# Discrete subgroups of $\mathbb R^n$ are free

Let $G$ be a nonzero subgroup of the additive group $\mathbb{R}^n$. Assume $G$ is discrete in the sense that for any $x \in G$, there exists an open set $U \subset \mathbb{R}^n$ such that $U \cap G = \{x\}$. Does it follow that there exists an integer $1 \le k \le n$ and $k$-tuple $x_1, \dots, x_k \in \mathbb{R}^n$ of $\mathbb{R}$-linearly independent vectors such that $G = \mathbb{Z}x_1 + \cdots + \mathbb{Z}x_k$, i.e., such that $G$ is the free abelian group with basis $x_1, \dots, x_k$?

I suspect the answer is yes... perhaps we could chose an element in $G$ of minimal Euclidean length of use induction on $n$? But then I am stuck. Can anyone help me?
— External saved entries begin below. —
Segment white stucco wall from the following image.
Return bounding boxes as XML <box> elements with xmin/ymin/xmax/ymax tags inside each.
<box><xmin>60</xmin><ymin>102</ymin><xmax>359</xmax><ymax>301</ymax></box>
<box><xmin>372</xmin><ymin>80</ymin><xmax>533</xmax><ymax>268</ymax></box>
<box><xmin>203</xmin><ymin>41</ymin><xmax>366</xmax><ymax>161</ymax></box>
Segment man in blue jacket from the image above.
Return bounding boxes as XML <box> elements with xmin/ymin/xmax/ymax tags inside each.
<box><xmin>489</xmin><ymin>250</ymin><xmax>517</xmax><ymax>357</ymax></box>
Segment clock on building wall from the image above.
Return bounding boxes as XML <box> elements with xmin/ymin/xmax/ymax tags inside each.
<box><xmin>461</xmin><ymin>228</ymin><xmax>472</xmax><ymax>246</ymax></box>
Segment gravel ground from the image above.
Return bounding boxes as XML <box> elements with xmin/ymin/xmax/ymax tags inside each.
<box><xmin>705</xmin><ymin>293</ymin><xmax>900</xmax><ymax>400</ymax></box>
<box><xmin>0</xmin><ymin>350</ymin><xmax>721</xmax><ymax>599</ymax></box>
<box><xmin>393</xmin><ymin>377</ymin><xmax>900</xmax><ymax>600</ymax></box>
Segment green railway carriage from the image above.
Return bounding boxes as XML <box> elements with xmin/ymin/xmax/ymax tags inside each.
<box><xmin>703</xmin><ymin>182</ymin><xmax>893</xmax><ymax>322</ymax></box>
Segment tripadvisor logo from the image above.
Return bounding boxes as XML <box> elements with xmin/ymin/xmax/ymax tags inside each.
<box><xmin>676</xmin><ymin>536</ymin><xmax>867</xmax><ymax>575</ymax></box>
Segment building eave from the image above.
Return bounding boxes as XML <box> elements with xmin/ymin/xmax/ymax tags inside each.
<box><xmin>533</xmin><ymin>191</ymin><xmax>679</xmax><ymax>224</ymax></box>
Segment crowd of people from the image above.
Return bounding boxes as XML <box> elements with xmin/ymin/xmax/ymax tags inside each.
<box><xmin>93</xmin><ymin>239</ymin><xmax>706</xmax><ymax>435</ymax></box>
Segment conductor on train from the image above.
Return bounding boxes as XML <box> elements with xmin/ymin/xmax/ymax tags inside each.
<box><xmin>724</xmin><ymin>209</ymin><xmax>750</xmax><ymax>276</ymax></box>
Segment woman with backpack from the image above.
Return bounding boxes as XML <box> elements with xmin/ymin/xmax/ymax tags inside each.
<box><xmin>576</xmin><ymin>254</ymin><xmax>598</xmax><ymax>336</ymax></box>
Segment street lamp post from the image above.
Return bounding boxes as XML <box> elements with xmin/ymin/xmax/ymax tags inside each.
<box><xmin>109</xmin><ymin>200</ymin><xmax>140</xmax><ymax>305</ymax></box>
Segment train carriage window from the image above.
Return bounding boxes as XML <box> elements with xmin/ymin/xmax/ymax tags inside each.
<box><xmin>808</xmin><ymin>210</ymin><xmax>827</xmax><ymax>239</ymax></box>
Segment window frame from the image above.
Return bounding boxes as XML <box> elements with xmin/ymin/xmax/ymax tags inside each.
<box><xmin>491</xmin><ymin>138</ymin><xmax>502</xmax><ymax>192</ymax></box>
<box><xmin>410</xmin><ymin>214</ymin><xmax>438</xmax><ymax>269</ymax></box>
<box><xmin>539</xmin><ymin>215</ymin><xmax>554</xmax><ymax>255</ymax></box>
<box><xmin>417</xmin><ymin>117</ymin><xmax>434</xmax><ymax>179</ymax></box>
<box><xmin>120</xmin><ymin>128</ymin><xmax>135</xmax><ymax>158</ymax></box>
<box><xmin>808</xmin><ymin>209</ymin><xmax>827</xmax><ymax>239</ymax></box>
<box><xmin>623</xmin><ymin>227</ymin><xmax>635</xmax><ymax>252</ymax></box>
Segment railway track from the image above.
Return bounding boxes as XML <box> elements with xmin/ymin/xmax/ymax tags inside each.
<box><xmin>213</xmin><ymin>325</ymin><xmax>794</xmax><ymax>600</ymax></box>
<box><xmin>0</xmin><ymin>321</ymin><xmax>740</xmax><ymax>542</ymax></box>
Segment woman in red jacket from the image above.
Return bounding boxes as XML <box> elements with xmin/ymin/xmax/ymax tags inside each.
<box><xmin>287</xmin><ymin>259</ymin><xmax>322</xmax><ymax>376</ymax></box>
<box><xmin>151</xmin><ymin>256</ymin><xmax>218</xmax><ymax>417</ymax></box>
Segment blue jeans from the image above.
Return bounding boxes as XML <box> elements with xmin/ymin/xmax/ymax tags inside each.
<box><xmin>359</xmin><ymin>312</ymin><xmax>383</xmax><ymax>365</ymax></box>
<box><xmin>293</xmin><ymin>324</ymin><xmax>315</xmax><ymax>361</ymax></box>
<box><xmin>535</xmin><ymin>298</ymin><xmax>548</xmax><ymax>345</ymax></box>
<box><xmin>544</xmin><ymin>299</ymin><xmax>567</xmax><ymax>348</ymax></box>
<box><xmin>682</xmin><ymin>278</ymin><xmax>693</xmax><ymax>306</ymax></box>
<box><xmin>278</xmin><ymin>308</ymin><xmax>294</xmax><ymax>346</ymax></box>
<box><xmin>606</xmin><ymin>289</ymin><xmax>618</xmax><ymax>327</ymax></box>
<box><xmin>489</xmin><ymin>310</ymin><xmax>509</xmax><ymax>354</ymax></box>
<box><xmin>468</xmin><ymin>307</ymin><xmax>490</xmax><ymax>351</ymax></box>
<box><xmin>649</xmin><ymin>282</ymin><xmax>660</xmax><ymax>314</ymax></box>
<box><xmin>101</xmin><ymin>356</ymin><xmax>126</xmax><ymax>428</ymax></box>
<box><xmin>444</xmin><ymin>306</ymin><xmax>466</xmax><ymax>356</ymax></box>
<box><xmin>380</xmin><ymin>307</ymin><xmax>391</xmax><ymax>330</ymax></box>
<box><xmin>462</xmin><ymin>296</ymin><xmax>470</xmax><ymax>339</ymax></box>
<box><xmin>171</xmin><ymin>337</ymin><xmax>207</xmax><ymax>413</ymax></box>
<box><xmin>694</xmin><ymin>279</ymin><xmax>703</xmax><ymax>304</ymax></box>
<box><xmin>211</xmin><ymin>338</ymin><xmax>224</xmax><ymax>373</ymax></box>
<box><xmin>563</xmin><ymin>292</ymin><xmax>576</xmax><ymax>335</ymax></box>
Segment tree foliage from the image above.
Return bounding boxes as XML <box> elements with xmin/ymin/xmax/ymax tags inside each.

First, we may replace $\mathbb{R}^n$ with the $\mathbb{R}$ vectorspace generated by $G$ and thus assume that $G$ generates $\mathbb{R}^n$. So, we can pick $x_1,\ldots,x_n\in G$ which form a basis for $\mathbb{R}^n$ and consider the quotient of $\mathbb{R}^n$ by the subgroup generated by the $x_i$s, which is just the compact group, product of $n$ copies of $S^1$. Discreteness of $G$ implies the image in this quotient is discrete and since it is compact, this is finite. Thus $G$ itself is finitely generated and rank $n$, proving what you need.